Some remarkable photos and a video have surfaced of a snarling leopard as it fought locals and forest officials as they tried to drive it back toward a wildlife sanctuary in West Bengal, India, on Tuesday.
It was in the Prakash Nagar village, on the outskirts of Siliguri, that this adult male cat mauled 11 people in the settlement before being captured. In one video, the announcer says that the leopard was released back into the forest.
But later reports claim that the cat died a few hours after being captured from knife wounds it received during the attack.
Forest official Dharma Dev Rai said that the locals used knives, stones and sticks to beat back the cat.
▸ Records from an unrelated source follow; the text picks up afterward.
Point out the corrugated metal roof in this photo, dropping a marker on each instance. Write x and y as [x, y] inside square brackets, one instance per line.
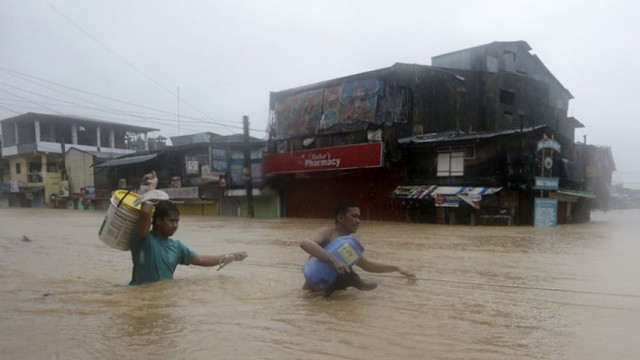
[457, 136]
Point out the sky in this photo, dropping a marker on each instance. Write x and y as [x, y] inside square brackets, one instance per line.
[187, 66]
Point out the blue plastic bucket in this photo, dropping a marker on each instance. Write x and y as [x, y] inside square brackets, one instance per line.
[318, 272]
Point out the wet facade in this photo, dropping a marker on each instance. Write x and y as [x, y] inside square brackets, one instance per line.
[475, 138]
[48, 158]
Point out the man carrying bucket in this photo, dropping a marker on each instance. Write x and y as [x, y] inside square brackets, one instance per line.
[154, 253]
[347, 220]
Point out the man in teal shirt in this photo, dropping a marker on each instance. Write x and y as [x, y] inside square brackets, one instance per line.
[154, 253]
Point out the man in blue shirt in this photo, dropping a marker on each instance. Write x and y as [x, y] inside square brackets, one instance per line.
[154, 253]
[347, 221]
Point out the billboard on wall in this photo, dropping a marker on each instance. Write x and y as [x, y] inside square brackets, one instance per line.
[545, 212]
[305, 113]
[325, 159]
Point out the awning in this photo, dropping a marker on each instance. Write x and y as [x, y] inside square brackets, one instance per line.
[465, 190]
[127, 161]
[577, 193]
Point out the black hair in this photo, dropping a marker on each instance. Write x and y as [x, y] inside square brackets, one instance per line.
[343, 207]
[163, 209]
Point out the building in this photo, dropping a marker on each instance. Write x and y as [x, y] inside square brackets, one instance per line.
[477, 137]
[37, 145]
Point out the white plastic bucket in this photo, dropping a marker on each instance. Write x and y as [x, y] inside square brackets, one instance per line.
[120, 220]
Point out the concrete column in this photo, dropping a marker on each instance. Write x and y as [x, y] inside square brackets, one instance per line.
[74, 134]
[15, 133]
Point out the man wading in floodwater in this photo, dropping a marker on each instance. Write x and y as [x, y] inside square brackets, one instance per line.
[347, 220]
[154, 253]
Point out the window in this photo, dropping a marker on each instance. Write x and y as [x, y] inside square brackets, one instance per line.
[469, 152]
[451, 163]
[52, 167]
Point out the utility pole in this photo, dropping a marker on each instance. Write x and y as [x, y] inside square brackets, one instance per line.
[246, 171]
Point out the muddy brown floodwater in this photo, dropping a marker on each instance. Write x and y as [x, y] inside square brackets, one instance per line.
[570, 292]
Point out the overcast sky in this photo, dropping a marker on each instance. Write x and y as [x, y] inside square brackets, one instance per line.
[186, 66]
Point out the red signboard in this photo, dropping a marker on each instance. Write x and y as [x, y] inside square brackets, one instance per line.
[325, 159]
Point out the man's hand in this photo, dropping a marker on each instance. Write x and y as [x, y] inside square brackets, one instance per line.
[151, 180]
[410, 276]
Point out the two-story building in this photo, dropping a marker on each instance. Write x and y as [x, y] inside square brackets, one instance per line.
[203, 172]
[51, 156]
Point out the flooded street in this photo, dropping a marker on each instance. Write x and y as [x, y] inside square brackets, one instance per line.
[571, 292]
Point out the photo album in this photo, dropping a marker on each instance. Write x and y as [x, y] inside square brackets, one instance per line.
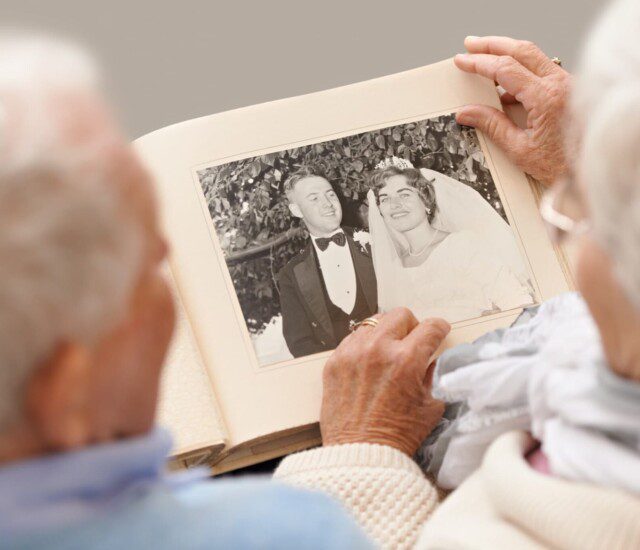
[291, 221]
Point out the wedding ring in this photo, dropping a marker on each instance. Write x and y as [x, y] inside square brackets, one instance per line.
[368, 322]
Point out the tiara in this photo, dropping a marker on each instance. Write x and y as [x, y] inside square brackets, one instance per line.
[396, 162]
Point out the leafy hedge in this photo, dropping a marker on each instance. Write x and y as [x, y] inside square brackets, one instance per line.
[249, 208]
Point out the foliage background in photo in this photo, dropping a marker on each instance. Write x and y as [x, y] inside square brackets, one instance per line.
[250, 212]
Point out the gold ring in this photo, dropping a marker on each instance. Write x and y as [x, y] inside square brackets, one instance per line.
[368, 322]
[371, 322]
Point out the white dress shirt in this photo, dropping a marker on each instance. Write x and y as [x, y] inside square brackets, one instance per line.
[338, 273]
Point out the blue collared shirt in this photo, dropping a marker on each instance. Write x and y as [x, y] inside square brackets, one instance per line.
[118, 496]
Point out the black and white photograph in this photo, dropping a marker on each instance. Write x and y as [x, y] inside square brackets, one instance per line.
[319, 237]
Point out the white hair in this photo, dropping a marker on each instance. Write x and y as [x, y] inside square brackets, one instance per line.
[606, 106]
[69, 257]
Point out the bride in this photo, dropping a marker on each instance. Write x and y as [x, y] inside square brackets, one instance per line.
[439, 248]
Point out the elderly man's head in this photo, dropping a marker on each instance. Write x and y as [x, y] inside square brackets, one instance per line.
[606, 120]
[85, 317]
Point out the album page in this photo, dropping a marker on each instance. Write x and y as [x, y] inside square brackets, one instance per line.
[187, 404]
[291, 220]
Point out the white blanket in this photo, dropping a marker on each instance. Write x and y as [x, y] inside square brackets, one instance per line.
[547, 374]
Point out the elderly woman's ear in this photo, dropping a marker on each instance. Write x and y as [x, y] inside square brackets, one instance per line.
[542, 87]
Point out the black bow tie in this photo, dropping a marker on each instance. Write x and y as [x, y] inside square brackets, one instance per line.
[339, 238]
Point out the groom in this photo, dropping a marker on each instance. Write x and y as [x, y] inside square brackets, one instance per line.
[331, 282]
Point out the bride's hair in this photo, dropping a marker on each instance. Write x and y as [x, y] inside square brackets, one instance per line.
[414, 177]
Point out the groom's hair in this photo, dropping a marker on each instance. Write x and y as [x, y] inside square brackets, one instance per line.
[414, 178]
[305, 171]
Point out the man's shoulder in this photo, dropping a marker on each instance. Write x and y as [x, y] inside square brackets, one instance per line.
[287, 270]
[219, 514]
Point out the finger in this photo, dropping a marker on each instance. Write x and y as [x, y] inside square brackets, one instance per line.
[496, 126]
[523, 51]
[428, 376]
[505, 70]
[397, 323]
[508, 99]
[505, 97]
[426, 337]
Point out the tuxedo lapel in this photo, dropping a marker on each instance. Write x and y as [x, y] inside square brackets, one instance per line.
[307, 276]
[363, 266]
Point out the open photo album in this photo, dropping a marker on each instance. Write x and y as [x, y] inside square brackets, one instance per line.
[292, 221]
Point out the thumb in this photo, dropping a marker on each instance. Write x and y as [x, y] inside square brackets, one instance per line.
[496, 126]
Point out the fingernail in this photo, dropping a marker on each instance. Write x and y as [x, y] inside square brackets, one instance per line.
[464, 118]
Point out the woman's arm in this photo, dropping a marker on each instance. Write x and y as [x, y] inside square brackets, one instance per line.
[382, 488]
[528, 77]
[376, 410]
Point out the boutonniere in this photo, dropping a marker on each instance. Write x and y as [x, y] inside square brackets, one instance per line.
[363, 238]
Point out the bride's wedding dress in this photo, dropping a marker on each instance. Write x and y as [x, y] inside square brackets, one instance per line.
[476, 269]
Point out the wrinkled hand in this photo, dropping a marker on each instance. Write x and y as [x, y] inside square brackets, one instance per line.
[377, 384]
[529, 77]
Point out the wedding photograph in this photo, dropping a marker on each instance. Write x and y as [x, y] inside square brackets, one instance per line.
[317, 238]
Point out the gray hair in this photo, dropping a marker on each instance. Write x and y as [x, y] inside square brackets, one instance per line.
[68, 256]
[606, 108]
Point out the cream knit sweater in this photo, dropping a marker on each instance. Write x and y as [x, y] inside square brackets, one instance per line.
[505, 504]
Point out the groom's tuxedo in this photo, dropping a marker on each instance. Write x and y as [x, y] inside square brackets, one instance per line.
[311, 321]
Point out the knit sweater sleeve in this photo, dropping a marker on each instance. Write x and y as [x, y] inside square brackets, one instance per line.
[382, 487]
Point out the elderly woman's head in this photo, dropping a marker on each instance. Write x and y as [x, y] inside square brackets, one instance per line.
[606, 121]
[85, 317]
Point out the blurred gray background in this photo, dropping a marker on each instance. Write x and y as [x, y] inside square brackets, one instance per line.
[168, 61]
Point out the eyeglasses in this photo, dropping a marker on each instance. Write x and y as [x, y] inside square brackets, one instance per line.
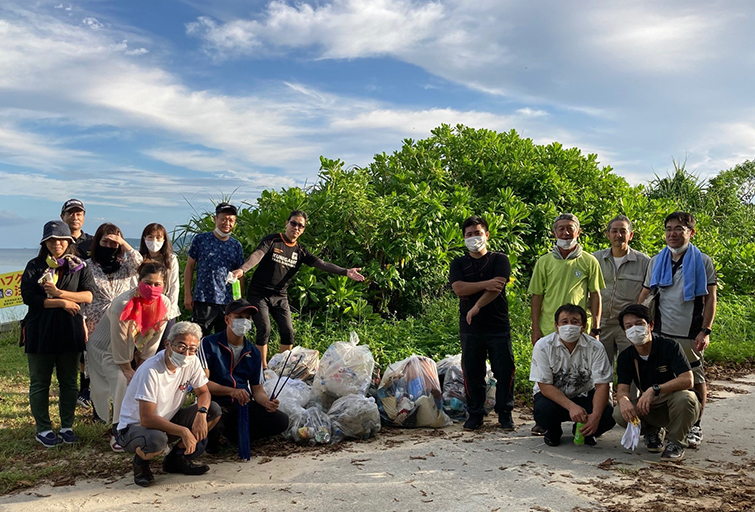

The leopard injured six villagers, four forest guards and a policeman, before a forest guard finally shot the cat with a tranquilizer dart.
Leopards are protected in India, though more cats are straying into villages in search of food. This attack is not the first in this area. Other recent attacks resulted in injuries to 6 and 8 people in nearby farming villages on the outskirts of the forests.
So what can you do to avoid a run-in with a big cat in the wild?
• Never travel alone. The buddy system works for all kinds of survival scenarios, including animal encounters.
• Be noisy. This lets the animals know you are coming, so they are not caught off guard.
• Cats mainly attack from behind. Don't give them the chance by turning and running. Some people in the region of India where the leopard attack occurred travel through the forests wearing a mask of a face on the back of their head as a way to confuse any stalking cats. There's no data to back up this old local trick, but some villagers swear by it.
• Don't travel unarmed. Rocks and sticks were not very effective on this leopard, and there are even bigger, meaner things than him (like tigers) in the remaining wild places.